Outro ponto que poderá desencadear uma discussão sobre o tema, é sugerir durante

reuniões pedagógicas, e/ ou compartilhar experiências positivas vividas ou pesquisadas

baseadas na integração das relações de gênero tendo em vista o desenvolvimento do senso

crítico, através de questionamentos com o objetivo de proporcionar uma reflexão entre a

equipe pedagógica sobre o assunto. É provável que apenas alguns (a) profissionais trabalharão

nesta perspectiva de igualdade de gênero, porém, o fato de provocar um consistente diálogo,

certamente propiciará uma compreensão de que tais situações não são imaginárias nem

mitológicas e são sim verídicas e corriqueiras do dia a dia.

Considerações finais

É notório que o preconceito de gênero existe, mas enquanto educador (a) é possível

facilitar um ambiente de igualdade de direitos para os gêneros, em atitudes cotidianas que

auxiliam para se atingir a compreensão de que nenhum gênero tem mais ou menos poder do

que o outro. O fato de permitir que ambos os sexos tenham a oportunidade de praticar a

mesma ação é considerado um princípio importante nessa tarefa de contra cultura de menos

direitos para as mulheres, portanto, pensar/planejar e agir/aplicar formas reflexivas, é

positivamente contribuinte para esse entendimento.

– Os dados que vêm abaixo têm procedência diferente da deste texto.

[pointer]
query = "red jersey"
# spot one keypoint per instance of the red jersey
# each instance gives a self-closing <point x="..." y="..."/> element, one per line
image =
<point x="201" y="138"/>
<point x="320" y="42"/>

É pertinente também que o (a) licenciado (a) em Dança proponha, para toda a

comunidade nos espaços que atuam, condutas que levem a questionar e refletir sobre os

papéis de gênero que ainda entrelaçam nas formas de ensinar e aprender a dança, pois os

conhecimentos dela são compreendidos por meio de ações corporais. Neste sentido, não foi

trabalhado em si o tema em questão, porém, foi possível obter uma percepção de outro modo

de desempenhá-lo nas práticas das aulas de dança, que certamente puderam estimular algum

ato de desconstrução do preconceito e discriminação de gênero. Portanto, proporcionar dança

no campo escolar é educar para além do ato de movimentar-se dançando, pois a dança requer

despertar para os sentidos de capacidades do corpo.